Barrow (Ring Barrow), Coolnashamroge, Co. Limerick
Co. Limerick |
Barrows
Some ancient monuments announce themselves with drama; this one barely announces itself at all.
A ring-barrow in the townland of Coolnashamroge, County Limerick, exists primarily as a ghost, visible not to the naked eye on the ground but as a faint circular cropmark caught by aerial cameras at particular moments in time. By the time a Google Earth survey photographed the area in June 2018, even that trace had vanished entirely. What we are dealing with, then, is a monument that flickers in and out of the visible world depending on the season, the camera, and the state of the soil beneath.

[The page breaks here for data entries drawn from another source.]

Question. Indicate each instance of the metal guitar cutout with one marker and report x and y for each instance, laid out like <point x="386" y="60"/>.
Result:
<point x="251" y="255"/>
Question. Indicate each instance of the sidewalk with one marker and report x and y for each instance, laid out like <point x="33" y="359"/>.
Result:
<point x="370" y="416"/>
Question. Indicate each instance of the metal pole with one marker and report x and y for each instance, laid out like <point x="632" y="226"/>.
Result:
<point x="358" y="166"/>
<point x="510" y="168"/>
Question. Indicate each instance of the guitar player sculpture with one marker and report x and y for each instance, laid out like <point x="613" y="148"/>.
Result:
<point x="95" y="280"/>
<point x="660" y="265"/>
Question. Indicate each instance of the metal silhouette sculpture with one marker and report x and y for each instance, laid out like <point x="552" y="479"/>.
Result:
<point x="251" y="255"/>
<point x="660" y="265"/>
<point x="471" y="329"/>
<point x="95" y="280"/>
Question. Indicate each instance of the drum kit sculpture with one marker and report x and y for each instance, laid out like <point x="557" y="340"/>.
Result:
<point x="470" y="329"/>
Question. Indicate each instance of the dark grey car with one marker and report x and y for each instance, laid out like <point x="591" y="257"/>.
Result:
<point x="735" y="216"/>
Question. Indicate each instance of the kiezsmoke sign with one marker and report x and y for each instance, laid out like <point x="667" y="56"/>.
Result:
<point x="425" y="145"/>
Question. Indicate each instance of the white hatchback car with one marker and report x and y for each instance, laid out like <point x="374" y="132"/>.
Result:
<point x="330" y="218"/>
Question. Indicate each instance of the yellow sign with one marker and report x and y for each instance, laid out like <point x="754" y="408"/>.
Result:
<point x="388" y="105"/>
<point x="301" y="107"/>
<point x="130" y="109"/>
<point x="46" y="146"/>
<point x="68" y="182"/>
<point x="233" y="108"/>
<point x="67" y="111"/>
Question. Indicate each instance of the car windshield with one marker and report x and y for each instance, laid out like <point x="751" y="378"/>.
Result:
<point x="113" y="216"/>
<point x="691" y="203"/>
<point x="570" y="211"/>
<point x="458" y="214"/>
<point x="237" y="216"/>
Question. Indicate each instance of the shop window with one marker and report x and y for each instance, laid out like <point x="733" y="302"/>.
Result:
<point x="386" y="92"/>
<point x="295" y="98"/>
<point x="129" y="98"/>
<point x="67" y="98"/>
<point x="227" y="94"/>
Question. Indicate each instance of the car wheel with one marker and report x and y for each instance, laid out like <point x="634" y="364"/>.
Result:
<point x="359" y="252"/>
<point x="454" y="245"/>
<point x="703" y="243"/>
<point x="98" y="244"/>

A ring-barrow is a burial mound, typically prehistoric in origin, defined by a circular earthen bank and sometimes an internal ditch, raised over a grave or series of graves. This particular example sits within a notably dense cluster of such monuments. Two closely related ring-barrows, recorded as LI023-283 and LI023-282, lie just three metres to the north and seven metres to the north-west respectively, suggesting the area around Coolnashamroge was once a meaningful funerary landscape, used and reused over generations. None of these monuments appear on Ordnance Survey Ireland historic maps, meaning they escaped the attention of earlier surveyors entirely. It was oblique aerial photography, specifically the McCloud survey image catalogued as AF 16, that first identified the site as a cropmark. Subsequent orthoimagery from OSi between 2005 and 2012, and from Digital Globe between 2011 and 2013, confirmed a faint circular form in the soil. The record was compiled by Alison McQueen and Vera Rahilly and uploaded in September 2020.
The broader setting gives some clue as to why this site has remained so elusive. The land here is low-lying and wet, cut through by drainage channels and watercourses, with a linear north-to-south land drain running immediately to the east of the monument. Wet pasture of this kind tends to obscure earthwork features that might otherwise survive as visible lumps and humps in drier conditions. Cropmarks, which appear when differences in soil composition cause crops or grass above buried features to grow at slightly different rates, are highly sensitive to the season and the year's rainfall. A visitor standing in this field would see ordinary, unremarkable pasture. The barrow is there, in a sense, but it belongs to a category of place that exists more fully in archive photographs than on the ground itself.